Steve lets himself drown in the rightness of it. A woman of edges, yes, but not unyielding and not hard. She’s what she needs to be, and he can respect that and admire that, love it, deplore it, and be terrified by it. Doubtless he will in the coming months. Doubtless, sooner or later, they’ll find themselves on opposite sides of the fence.

When they do, they’ll deal with it.

But in the meantime, he’ll savour every moment with this unique, unexpected woman.

When Maria draws away, he follows instinctively, but her expression is puzzled. “We’re not moving.”

Dim murmurs outside turn to voices as the limousine door opens, and Tony declares, “Of course he won’t mind sharing; it’s not like he’s got a-- Good god!”
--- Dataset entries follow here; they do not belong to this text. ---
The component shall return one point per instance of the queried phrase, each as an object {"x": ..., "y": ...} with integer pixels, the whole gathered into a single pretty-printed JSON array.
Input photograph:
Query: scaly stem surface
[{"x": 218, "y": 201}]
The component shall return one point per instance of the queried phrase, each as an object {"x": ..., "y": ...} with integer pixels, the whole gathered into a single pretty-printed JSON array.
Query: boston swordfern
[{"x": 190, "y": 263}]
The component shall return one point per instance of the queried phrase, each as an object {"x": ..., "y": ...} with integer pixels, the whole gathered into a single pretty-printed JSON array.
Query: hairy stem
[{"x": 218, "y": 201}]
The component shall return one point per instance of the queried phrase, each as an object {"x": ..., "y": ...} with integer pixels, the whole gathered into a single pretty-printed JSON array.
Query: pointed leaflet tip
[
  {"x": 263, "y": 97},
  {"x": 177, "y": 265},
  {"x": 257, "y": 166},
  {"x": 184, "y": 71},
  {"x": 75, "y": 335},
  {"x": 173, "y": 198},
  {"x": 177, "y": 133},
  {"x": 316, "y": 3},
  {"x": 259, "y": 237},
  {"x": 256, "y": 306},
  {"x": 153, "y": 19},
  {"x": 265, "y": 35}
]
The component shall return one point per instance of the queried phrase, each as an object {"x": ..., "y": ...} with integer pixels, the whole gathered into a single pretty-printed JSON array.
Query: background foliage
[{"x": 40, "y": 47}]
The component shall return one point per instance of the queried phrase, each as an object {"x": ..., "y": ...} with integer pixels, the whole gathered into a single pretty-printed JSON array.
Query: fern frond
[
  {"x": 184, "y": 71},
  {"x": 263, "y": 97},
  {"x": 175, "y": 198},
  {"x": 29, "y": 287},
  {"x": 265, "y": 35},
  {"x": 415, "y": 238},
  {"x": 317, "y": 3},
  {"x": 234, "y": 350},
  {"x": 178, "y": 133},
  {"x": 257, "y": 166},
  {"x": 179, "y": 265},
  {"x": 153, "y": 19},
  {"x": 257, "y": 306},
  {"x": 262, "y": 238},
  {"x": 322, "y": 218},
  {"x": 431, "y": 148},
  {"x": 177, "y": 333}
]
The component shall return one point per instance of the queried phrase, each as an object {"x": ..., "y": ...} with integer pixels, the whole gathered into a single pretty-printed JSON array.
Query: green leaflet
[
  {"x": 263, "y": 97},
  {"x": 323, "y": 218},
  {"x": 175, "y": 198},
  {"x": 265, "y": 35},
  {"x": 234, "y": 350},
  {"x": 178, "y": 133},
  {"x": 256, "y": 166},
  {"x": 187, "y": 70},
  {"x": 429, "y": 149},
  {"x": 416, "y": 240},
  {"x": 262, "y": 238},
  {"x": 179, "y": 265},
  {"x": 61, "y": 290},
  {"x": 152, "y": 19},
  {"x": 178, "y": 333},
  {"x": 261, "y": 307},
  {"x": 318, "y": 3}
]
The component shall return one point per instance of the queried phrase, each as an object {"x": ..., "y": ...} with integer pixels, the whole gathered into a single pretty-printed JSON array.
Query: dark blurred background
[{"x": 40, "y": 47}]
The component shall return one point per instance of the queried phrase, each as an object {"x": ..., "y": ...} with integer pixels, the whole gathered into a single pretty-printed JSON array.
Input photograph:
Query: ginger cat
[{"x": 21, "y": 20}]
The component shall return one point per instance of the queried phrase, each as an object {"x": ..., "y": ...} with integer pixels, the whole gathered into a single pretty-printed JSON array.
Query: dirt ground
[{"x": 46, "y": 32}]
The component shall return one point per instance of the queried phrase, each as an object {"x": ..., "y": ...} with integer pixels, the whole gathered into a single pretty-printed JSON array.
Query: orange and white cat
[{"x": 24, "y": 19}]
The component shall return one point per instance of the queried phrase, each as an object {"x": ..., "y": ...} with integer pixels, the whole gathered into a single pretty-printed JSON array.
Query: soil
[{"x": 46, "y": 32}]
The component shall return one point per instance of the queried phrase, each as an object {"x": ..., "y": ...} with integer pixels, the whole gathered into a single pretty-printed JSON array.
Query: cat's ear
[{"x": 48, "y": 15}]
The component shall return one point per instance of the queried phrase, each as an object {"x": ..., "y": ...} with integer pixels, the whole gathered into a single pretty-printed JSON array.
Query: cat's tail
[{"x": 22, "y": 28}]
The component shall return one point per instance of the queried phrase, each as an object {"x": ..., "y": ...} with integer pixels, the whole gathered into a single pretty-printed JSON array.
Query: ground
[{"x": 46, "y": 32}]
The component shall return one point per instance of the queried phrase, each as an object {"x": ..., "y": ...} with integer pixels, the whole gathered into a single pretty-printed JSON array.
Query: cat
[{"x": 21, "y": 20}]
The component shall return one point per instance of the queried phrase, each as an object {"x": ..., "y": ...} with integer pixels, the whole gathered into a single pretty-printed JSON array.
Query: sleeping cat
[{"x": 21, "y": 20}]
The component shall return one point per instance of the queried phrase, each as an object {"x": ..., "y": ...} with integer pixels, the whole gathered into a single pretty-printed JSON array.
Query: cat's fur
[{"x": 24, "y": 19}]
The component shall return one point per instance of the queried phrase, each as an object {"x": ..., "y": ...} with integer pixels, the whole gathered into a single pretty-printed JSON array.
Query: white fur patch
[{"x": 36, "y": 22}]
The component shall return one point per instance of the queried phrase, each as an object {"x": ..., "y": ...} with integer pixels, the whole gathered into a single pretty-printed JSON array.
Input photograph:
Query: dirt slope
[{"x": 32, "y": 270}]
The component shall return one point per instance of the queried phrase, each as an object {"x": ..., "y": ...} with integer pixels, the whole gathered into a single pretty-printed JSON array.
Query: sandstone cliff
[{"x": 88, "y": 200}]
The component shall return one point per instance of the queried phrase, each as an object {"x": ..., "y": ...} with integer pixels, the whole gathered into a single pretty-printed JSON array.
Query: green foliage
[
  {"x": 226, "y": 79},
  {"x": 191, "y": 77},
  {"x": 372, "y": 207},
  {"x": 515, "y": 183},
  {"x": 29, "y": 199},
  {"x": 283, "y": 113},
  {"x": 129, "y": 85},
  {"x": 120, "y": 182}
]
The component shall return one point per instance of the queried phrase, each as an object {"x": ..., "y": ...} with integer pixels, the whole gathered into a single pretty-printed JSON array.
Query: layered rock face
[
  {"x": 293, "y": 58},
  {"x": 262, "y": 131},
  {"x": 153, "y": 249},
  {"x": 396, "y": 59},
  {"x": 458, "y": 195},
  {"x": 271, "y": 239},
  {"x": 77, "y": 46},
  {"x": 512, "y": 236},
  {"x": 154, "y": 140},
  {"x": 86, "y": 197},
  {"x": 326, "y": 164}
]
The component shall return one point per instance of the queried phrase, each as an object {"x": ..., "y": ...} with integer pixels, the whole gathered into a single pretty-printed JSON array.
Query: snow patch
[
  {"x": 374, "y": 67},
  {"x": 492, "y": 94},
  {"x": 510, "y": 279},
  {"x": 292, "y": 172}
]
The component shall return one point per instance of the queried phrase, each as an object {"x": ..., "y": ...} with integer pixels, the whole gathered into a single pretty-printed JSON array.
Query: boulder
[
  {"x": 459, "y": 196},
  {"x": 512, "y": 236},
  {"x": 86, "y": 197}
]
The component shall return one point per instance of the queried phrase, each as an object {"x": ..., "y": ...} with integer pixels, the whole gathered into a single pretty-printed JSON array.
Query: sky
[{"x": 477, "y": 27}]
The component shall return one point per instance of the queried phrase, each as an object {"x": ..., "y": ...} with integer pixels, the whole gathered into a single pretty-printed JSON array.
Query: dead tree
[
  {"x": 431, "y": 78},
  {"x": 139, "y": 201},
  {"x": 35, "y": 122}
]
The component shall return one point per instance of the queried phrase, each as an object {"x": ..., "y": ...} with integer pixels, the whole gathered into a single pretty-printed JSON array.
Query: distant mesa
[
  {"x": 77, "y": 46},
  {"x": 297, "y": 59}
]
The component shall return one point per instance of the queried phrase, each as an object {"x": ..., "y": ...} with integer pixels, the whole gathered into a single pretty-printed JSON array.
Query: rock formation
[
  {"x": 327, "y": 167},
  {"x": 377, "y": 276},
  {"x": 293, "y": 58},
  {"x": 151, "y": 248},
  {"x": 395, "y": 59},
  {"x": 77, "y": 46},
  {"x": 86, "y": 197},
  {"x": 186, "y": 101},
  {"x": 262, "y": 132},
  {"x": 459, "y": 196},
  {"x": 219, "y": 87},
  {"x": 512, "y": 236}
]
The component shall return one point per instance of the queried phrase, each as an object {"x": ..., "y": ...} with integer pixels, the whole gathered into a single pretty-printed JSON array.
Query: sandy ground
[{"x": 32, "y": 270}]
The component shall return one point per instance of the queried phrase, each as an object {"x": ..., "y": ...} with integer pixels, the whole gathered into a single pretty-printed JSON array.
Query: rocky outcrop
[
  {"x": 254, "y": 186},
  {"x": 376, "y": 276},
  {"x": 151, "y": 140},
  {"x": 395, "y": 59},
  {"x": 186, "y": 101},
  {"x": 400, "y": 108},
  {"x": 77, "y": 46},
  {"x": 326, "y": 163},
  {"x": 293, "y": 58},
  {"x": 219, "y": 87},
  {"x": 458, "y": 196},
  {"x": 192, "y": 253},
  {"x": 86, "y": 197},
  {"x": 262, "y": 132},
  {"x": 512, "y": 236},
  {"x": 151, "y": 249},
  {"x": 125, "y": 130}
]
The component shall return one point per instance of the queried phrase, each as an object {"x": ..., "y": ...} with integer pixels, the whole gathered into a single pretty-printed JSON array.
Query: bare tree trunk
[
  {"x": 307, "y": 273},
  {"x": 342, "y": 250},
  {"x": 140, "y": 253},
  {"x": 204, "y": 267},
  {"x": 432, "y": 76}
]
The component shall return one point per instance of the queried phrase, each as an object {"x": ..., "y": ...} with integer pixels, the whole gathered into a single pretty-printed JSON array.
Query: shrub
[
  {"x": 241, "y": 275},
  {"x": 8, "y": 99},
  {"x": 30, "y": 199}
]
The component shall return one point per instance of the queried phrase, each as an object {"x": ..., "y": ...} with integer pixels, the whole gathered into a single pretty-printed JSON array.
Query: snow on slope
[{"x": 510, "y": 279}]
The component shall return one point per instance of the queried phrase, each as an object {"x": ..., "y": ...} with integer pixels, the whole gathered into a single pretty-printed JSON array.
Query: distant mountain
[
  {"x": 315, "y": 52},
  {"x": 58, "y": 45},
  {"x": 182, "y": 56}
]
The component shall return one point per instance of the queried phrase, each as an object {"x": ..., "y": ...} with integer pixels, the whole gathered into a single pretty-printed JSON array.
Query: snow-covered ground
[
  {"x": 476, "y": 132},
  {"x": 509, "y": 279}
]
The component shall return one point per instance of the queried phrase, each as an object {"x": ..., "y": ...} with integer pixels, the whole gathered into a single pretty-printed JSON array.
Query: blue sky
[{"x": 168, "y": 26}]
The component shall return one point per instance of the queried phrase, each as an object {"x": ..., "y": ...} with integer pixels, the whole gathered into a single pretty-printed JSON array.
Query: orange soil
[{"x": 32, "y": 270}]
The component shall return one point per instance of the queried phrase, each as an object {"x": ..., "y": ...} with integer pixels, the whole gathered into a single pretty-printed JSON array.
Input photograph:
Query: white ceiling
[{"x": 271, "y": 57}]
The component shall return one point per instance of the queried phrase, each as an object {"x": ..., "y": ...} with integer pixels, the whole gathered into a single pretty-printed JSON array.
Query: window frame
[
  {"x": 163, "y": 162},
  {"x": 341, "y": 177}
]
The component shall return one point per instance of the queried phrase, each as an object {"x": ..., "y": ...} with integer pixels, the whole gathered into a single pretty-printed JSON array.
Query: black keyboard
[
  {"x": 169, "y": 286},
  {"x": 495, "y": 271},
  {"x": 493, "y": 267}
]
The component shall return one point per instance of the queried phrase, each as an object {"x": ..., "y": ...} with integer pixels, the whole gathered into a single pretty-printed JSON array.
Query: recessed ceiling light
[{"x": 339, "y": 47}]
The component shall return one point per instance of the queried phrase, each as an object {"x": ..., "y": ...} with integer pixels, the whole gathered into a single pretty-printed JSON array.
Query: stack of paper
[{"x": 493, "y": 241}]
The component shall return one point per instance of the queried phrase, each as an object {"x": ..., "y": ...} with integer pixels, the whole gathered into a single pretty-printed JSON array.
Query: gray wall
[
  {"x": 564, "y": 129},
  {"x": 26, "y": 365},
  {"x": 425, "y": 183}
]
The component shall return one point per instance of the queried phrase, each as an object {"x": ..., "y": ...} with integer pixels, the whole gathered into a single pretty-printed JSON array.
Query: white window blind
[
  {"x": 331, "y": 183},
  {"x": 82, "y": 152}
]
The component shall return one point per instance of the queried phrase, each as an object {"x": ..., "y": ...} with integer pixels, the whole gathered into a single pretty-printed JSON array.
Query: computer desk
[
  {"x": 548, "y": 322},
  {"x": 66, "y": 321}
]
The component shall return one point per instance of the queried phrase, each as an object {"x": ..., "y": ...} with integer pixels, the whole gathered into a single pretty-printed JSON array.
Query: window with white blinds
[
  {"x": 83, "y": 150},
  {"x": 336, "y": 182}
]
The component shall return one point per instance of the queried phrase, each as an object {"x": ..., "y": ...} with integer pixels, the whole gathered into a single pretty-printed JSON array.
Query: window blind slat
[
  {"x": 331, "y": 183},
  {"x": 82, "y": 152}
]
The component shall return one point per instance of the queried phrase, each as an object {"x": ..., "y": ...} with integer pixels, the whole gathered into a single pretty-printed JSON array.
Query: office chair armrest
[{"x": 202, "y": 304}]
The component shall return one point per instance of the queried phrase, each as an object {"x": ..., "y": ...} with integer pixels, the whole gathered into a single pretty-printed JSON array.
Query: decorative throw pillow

Tony looks like Thor just smacked him across the back of the head, and Thor and Dr. Foster are trying to hide their grins – Dr. Foster less successfully than Thor.

“Hello, Stark, Thor, Dr. Foster.” Maria leans against Steve - sprawls, as a matter of fact, like Jean Harlow in a pin-up poster. “Please shut the door. We’re busy.”

“Ah, Captain. We apologise for interrupting,” Thor says, not quite solemn. “May your evening be full of enjoyment.”

Tony’s jaw shuts with an audible click of teeth. “We,” he says to Steve, “are going to have a talk about this.”

But he shuts the door on Dr. Foster’s laughing comment of, “It’s not like we can’t just fly home--”

The limousine moves off then, sliding out into the midnight streets of the city. Steve glances at Maria, who looks vaguely exasperated. “I guess that cat’s out of the bag.” Then, because Tony could make things awkward, he asks, “Do you mind?”

The silence gives him pause. Then Maria smiles. “Kiss me again and I’ll think about it.”

Steve does as ordered.

“People “with edges” take up space.

They give us a reason to talk, to wonder, to think.

People with edges can alter their surroundings,
as opposed to having their surroundings alter them.”